A turning point came in 1952, when he wrote Le Code des Institutions Polititiques de Rwanda (in support of his friend King Mutara III), which was a defense of the Tutsi feudal system. The colonial regime found this disturbing and pressured his bishop into reposting him to Rome. While there, he studied at the Gregorian University and took his doctoral degree in philosophy. He also became a member of "Les Prêtres Noirs", a group of Theology students who wanted to employ Christianity as a basis for African nationalist aspirations.[2]
After returning to Rwanda in 1958 he became a teacher at the Catholic seminary and a prominent member of the independence movement which, despite his identification with the Tutsi monarchy, may have saved him during the Hutu uprising in 1959. He later became one of the first professors at the new University of Rwanda (1963) and visiting professor at the University of Lubumbashi. Following Rwandan independence, he became a strong advocate for the Africanization of Christianity, maintaining that missionary attitudes were still prevalent.

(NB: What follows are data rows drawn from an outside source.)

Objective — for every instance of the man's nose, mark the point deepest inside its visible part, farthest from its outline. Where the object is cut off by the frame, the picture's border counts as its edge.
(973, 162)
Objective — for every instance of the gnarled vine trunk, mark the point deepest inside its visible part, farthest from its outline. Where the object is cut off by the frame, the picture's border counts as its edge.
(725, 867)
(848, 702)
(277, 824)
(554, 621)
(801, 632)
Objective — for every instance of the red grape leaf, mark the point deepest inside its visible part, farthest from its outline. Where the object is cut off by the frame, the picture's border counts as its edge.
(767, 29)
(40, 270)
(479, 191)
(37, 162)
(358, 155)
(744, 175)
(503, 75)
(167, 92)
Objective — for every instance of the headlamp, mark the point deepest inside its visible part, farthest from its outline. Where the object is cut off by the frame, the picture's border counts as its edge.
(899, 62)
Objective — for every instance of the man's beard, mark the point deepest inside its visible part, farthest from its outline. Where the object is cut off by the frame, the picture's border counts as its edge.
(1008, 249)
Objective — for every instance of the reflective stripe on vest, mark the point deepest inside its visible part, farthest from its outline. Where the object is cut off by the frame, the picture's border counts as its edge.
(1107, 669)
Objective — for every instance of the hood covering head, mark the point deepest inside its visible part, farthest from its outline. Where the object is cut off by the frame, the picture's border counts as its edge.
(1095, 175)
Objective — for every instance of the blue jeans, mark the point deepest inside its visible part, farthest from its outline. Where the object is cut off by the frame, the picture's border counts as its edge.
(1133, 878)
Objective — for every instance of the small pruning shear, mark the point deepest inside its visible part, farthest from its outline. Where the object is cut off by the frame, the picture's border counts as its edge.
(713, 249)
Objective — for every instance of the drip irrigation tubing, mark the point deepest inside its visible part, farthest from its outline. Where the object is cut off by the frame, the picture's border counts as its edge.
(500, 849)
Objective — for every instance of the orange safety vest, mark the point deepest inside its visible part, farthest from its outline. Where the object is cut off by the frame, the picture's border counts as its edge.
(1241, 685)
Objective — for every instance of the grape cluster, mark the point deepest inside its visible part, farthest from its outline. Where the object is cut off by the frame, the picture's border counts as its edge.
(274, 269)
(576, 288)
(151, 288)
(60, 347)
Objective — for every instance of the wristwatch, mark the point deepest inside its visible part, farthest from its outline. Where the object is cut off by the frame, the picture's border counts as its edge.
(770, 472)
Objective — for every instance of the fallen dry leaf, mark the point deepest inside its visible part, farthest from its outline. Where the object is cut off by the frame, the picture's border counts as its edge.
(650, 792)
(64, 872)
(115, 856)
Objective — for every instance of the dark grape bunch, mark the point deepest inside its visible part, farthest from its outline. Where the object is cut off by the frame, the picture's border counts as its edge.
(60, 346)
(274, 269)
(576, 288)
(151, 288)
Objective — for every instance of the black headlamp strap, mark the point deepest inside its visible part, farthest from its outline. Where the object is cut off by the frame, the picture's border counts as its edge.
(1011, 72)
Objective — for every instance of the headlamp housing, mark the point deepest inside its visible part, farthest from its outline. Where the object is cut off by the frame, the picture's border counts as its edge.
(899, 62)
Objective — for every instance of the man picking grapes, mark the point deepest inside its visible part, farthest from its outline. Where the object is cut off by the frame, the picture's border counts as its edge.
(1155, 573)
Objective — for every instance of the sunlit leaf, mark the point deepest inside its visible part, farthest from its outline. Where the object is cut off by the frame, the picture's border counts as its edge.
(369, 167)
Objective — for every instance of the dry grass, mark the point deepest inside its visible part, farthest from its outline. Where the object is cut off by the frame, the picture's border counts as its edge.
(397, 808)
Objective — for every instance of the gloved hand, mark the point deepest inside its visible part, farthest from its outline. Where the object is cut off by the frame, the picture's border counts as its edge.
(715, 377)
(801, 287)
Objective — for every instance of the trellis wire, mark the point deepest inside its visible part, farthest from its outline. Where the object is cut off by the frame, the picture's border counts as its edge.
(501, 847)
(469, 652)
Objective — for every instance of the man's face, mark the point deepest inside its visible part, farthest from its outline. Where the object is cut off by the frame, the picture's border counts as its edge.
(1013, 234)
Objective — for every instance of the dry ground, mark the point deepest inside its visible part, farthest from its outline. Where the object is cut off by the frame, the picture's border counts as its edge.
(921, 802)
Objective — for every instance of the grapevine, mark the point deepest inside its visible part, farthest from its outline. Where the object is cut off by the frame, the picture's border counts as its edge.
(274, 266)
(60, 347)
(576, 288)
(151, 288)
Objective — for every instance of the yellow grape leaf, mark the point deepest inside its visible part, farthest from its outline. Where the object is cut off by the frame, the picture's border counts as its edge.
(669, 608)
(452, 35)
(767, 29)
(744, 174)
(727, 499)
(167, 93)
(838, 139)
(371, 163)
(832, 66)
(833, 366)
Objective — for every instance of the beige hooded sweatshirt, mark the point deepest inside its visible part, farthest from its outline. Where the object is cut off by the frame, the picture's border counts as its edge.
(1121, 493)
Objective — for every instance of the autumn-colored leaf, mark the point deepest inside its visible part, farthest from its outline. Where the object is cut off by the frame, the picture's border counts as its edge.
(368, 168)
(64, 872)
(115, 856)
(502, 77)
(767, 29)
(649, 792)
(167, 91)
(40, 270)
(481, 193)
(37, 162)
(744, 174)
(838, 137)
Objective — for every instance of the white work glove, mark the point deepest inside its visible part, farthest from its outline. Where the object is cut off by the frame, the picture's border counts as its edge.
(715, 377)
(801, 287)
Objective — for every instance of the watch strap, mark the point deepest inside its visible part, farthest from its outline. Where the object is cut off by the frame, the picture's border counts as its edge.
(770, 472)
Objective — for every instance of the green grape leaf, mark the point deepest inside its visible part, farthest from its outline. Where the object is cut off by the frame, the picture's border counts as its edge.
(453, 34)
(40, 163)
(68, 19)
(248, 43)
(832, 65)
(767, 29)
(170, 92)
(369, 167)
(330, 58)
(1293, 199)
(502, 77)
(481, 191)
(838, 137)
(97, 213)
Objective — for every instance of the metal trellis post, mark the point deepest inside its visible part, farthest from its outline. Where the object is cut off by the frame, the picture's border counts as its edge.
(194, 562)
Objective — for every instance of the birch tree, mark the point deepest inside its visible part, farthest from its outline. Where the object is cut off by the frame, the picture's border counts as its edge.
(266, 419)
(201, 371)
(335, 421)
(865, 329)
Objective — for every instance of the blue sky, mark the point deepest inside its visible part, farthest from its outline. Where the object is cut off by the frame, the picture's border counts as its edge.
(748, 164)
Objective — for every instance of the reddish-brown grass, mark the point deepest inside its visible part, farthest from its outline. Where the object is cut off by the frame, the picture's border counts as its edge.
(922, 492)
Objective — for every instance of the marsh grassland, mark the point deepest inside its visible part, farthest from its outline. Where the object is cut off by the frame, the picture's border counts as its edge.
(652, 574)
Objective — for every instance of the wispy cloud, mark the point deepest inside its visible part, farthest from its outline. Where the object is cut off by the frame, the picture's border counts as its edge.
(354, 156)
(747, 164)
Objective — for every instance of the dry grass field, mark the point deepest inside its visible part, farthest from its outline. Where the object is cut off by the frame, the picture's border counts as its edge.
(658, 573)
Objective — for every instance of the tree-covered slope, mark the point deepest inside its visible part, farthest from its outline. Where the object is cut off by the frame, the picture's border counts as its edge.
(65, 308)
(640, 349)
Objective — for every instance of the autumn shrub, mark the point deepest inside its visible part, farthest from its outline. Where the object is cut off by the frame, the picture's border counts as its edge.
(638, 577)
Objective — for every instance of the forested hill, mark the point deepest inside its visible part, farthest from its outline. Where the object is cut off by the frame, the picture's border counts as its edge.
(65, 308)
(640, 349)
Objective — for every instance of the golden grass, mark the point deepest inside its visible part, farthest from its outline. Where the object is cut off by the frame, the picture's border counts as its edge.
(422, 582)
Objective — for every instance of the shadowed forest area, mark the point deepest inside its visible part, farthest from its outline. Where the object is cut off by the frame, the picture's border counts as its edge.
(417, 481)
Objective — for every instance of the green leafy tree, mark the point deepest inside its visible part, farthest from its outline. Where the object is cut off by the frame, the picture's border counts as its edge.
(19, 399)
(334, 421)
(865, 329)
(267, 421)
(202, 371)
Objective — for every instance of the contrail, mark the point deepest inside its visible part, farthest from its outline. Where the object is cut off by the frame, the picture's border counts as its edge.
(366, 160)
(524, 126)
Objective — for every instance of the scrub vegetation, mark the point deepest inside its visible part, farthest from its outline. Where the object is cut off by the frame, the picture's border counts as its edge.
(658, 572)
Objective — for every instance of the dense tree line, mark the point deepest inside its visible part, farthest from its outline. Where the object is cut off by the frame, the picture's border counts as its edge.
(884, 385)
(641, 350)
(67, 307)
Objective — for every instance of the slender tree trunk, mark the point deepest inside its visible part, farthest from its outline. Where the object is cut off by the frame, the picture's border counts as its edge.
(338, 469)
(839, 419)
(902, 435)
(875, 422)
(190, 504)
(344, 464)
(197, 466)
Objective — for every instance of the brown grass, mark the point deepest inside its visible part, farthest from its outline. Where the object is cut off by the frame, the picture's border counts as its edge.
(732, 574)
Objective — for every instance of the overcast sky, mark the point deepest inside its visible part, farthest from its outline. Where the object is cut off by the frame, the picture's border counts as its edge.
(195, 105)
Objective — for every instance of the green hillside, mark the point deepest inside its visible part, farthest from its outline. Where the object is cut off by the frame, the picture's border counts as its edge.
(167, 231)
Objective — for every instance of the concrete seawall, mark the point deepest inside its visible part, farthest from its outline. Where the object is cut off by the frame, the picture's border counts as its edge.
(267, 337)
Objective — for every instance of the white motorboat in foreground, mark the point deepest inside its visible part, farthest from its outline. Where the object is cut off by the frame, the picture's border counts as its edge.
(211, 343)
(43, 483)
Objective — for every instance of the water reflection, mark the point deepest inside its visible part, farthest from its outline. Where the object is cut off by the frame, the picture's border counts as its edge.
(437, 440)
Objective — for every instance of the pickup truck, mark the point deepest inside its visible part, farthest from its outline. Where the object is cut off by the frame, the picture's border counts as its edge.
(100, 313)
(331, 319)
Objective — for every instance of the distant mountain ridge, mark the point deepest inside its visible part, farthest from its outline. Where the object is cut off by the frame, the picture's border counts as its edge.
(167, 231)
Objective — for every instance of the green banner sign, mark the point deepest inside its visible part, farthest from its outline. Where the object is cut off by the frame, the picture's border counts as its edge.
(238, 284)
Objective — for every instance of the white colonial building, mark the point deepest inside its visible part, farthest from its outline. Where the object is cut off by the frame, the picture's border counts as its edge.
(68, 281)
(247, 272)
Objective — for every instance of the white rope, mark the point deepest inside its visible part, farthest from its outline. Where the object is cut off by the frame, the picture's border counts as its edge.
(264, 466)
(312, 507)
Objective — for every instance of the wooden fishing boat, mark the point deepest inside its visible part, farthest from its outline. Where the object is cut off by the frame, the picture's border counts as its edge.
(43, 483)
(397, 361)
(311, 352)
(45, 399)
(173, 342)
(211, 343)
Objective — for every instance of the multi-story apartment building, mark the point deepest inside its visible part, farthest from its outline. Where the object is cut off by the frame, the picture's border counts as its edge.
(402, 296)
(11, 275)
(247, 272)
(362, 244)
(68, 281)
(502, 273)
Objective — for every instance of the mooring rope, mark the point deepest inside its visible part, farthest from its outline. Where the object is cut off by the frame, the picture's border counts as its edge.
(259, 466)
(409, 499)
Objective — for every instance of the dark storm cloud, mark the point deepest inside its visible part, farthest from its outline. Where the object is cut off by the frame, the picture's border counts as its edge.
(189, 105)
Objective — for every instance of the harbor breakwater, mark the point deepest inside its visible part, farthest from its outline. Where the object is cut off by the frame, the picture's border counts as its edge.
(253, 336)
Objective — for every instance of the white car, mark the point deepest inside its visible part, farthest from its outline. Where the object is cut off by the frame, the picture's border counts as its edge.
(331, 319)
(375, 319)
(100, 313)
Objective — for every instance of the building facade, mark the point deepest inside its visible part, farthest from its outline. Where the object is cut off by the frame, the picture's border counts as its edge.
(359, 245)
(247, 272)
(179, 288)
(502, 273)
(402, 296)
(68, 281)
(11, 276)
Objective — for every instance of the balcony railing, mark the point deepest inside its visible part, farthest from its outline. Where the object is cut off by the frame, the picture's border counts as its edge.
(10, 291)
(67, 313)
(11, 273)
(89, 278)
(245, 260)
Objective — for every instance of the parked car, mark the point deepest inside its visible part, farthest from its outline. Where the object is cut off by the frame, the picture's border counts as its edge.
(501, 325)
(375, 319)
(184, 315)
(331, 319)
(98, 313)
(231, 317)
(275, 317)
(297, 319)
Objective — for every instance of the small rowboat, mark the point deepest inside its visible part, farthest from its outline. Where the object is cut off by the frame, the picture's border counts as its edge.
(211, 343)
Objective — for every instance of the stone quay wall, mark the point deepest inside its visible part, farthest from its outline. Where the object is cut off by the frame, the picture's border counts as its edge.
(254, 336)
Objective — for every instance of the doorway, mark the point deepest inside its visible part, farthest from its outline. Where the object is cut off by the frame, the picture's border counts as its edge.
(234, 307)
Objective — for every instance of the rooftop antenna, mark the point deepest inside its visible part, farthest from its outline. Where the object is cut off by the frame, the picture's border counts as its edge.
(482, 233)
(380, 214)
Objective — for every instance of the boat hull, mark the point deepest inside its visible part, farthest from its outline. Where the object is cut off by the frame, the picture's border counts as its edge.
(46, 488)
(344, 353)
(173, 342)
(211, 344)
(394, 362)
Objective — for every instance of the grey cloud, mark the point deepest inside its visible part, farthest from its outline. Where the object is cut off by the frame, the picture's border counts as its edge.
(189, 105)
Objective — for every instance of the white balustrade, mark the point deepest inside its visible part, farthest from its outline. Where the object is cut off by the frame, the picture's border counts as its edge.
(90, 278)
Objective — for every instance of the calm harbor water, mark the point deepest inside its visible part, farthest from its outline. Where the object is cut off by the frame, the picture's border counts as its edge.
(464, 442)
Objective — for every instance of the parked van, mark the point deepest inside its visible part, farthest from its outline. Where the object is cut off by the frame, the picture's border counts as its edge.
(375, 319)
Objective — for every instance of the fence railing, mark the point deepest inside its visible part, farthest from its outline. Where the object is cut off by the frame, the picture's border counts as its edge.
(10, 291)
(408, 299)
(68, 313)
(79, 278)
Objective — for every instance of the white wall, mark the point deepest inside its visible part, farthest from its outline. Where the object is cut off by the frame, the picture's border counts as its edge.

He died in 1981, while on a visit to Nairobi.
According to Claudine Vidal, Kagame's overarching goal was the creation of a constitutional monarchy.[3] Kagame studies portrayed a pre-colonial Rwandese society in which ubuhake cattle clientship created a harmonious society that allows easy social mobility. He eventually partnered with Belgian anthropologist Jacques Maquet, who reworked Kagame's thesis into highly influential academic works. Subsequent academic research largely disproved the Kagame-Maquet depiction of an idyllic pre-colonial society by taking into account the degrading uburetwa land contract. Uburetwa was largely ignored by Maquet, whose research relied upon Kagame's manuscripts.[4] Kagame's depiction of an stable, socially progressive nation, as well as his maps showing expansive territorial influence, were used by the Rwandan Patriotic Front in the late 1990s to justify their rule and invasion of the eastern Democratic Republic of the Congo.[5]
His international linguistic reputation rests mainly on two works:
In these works, Kagame attempts to demonstrate that the structure of the Bantu languages reveals a complex ontology that is uniquely African in nature. Critics charge that he is imposing Aristotelian concepts on something that is non-logical. In other words, that language structure was not consciously designed but, rather, developed randomly over a long period and therefore is the cause, not the effect, of the way people think.[6]
He also wrote several books of poetry and translated the Bible into the Kinyarwanda language.